European Court of Human Rights: Whereabouts rules legal challenge fails

By Prof Dr Ian Blackshaw

A legal challenge brought before the European Court of Human Rights (ECtHR) against the WADA (World Anti-Doping Agency) anti-doping ‘whereabouts rule’, which was first introduced in 2004 and subsequently amended to make the rule less intrusive and more user-friendly, on the grounds that it infringes article 8 of the European Convention on Human Rights (ECHR), which safeguards a person’s right to respect for private and family life, has been rejected by the Court.

The present version of the rule basically requires certain athletes to indicate to Anti-Doing Authorities for one hour each day (this was reduced down from the original twenty-four hours a day) when and where they will be available to undergo a random out-of-competition doping test.

The challenge was brought by the four-times Olympic cycling medallist, Jeannie Longo and the national sports unions of France that represent basketball, football, handball and rugby union. The original case was brought in 2011 and rejected by the French Supreme Court and then appealed to the ECtHR.

However, the ECtHR held on 18 January 2018 that the rule was in the public interest in the global fight against doping in sport and its terms were proportionate for achieving this purpose.

In welcoming this decision of the ECtHR, WADA stated as follows:

“Accurate Whereabouts information is crucial to the success of anti-doping programs, which are designed to maintain the integrity of sport and protect clean athletes. The only way to perform out-of-competition testing is by knowing where athletes are, and the way to make it most effective is to be able to test athletes at times when cheats are most likely to use prohibited substances or methods.

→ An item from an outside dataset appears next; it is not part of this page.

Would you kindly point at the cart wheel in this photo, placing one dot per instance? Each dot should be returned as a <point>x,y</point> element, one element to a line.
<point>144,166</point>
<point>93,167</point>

While the rules inevitably create some inconvenience for athletes as they must divulge a certain amount of personal information and keep it up to date, it is clear that this is entirely proportionate to the wider benefits for global sport.”

The ECtHR held that:

“Taking account of the impact of the whereabouts requirement on the applicants’ private life, the court nevertheless took the view that the public interest grounds, which made it necessary, were of particular importance and justified the restrictions imposed on their Article 8 rights.

… the reduction or removal of the relevant obligations would lead to an increase in the dangers of doping for the health of sports professionals and of all those who practise sports, and would be at odds with the European and international consensus on the need for unannounced testing as part of doping control.”

It is clear from the above arguments and remarks, that the original WADA anti-doping ‘whereabouts rule’ would not have passed muster under the provisions of Article 8 of the ECHR. In that respect, therefore, the rule has been moderated.

It is a case of the ends justifying the reasonable means and, as WADA has pointed out, elite athletes must be prepared to undergo a certain degree of inconvenience in their personal lives to ensure that, pursuant to the ‘whereabouts rule’, they are able to compete on a level playing field!